Medical Marijuana Sign
This was on top of a tour of duty that young 19 year old Marines like him endured in the endless jungles of danger. He was a gunner on an armored vehicle. Four fifty-caliber machine guns fired at his command with the power to blow an engine block to pieces. One night he and his friends were attacked by the enemy. In front of his guns in the morning were over 400 dead men and he was untouched he said to me, but it was 20 months of talk before he remembered that morning, that night, and when he did he cried for a long, long time.
It had not taken the counselors long to determine a trend among the Vets. Some drank to excess and, like Johnny, took any other intoxicating drug they could find. Some did not drink or do coke, they used cannabis instead.
Johnny told me he could not sleep more than a couple of hours at a time. An exhausted rest at best. He told me he could not relax, his appetite was only for alcohol and being unconscious. I urged him to use cannabis and he did.
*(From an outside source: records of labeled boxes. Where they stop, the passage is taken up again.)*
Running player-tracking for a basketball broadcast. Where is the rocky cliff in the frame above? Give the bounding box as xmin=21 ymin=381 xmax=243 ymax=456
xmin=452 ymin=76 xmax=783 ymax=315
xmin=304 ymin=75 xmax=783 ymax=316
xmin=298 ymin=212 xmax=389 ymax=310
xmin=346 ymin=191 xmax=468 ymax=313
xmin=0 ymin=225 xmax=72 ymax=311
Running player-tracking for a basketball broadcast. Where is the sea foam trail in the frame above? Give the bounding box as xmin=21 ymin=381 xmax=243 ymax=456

He stopped the coke cold. His alcohol intake decreased to only a few beers a day and he slept.
A cannabis researcher in Italy has coined a phrase about the endocannabinoid system. It helps us eat, sleep, relax, protect, and forget. Cannabis is the only plant that has phyto-cannabinoids (made within the plant) that are similar to the endogenous cannabinoids (made within the body) recently discovered in the human body. When I use cannabis I do not dream and I told Johnny that and I told him that he could sleep again too if he used cannabis. It would help him eat again, real food. That he could smoke a bowl and relax for a while, and concentrate on good thoughts and forget the painful images he carried in his head and while these positives were replacing the negatives, his body would enjoy a return to homeostasis from feeding his system with cannabis compounds.
Johnny called me a couple of years after I no longer worked as a counselor. He was fine now he said and wanted me to know that. “You helped me man” he said on the phone and told me he stopped drinking, was married now, his son with him and he used cannabis every day.